Con este mar de fondo, la Iglesia católica, gracias a su prestigio moral y a su implantación en el país, ha venido a convertirse en la única realidad sólida capaz de encauzar las mejores aspiraciones del pueblo. Los obispos siempre han estado en primera línea durante la crisis pero siempre han dejado claro que la Iglesia no pretendía actuar como un factor político. Sin embargo la situación ha empujado progresivamente a diversos sectores eclesiales a tomar un protagonismo creciente, como ha sucedido el pasado 31 de diciembre. Diversas asociaciones laicales habían convocado concentraciones pacíficas para reivindicar el cumplimiento de los Acuerdos de San Silvestre a la salida de la Misa dominical en varios templos de Kinshasa, la capital. Y el régimen ha optado por el escarmiento. Primero intentó impedir la coordinación de las movilizaciones suspendiendo la telefonía móvil y el acceso a Internet, pero lo peor llegó cuando el gobierno envió al ejército a reprimir con una violencia inusitada a quienes trataban de congregarse a las puertas de los templos, llegando a disparar sobre personas inocentes y desarmadas. Se habla de ocho muertos y numerosos heridos, aunque no hay un recuento fiable.

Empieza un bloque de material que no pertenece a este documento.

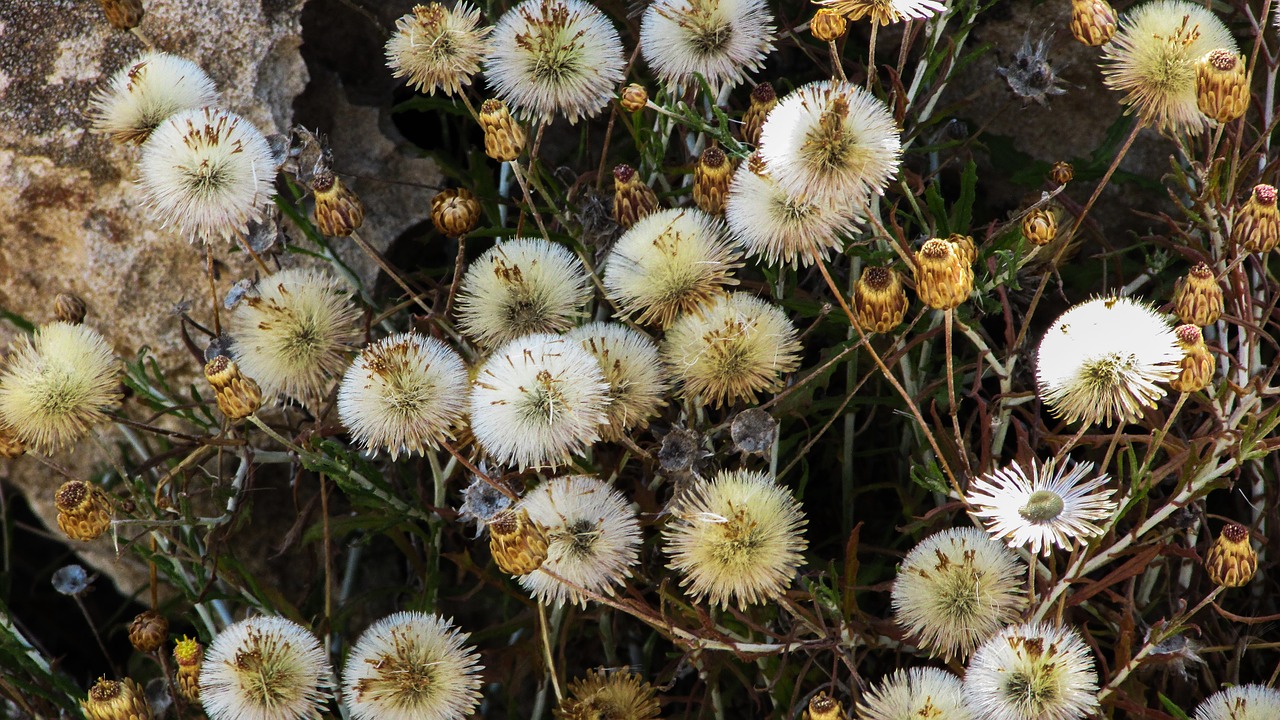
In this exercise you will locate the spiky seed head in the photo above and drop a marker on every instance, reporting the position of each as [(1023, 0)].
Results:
[(438, 48), (412, 666), (1197, 297), (56, 384), (145, 92), (553, 58)]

Ha habido otro aspecto muy significativo. Los soldados irrumpieron en el interior de las iglesias agrediendo a sacerdotes, monaguillos y fieles, en una actuación que no puede sino haber sido dictada desde el palacio presidencial. El cardenal Laurent Monsengwo ha ironizado con amargura sobre «los valientes uniformados» que la emprendieron a golpes con las familias que asistían a Misa, y ha denunciado «el salvajismo y la barbarie desplegadas». Ya no hay duda de que el régimen ha colocado en su diana a la Iglesia, y es arriesgado aventurar hasta dónde puede llegar en su escalada de violencia.
El asunto plantea, además, una interesante perspectiva. Está claro que la misión de la Iglesia consiste esencialmente en el anuncio de Jesucristo salvador del hombre (del hombre concreto y de la historia). Su tarea cotidiana de despliega en la cercanía de las comunidades, a través de la catequesis, de la celebración de los sacramentos y el ejercicio de una caridad creativa, que en la República democrática del Congo ha dado vida a un sinfín de iniciativas para mejorar la vida de la gente. De esa experiencia nace un interés por todo, especialmente por la ciudad común y sus vicisitudes. Los obispos congoleños han sido fieles seguidores de Francisco a la hora de tender puentes y buscar el diálogo hasta la extenuación… y sin embargo ahora se topan con un muro. Como tantas veces ha sucedido y sucederá, el testimonio de la verdad conlleva el riesgo de una oposición violenta.
Quizás contra su propio deseo, los obispos se encuentran hoy desempeñando en este país africano una figura clásica en la historia de la Iglesia, la del defensor civitatis. Esto solo puede ser una consecuencia contingente, derivada de lo esencial de su misión pastoral de anunciar a Cristo, camino, verdad y vida. Con todas las diferencias de coordenadas, que son muchas, es una experiencia que puede hacer pensar a los episcopados europeos. Es una figura que tiene sus riesgos, pero yo agradezco que los hayan aceptado en esta hora difícil para su pueblo.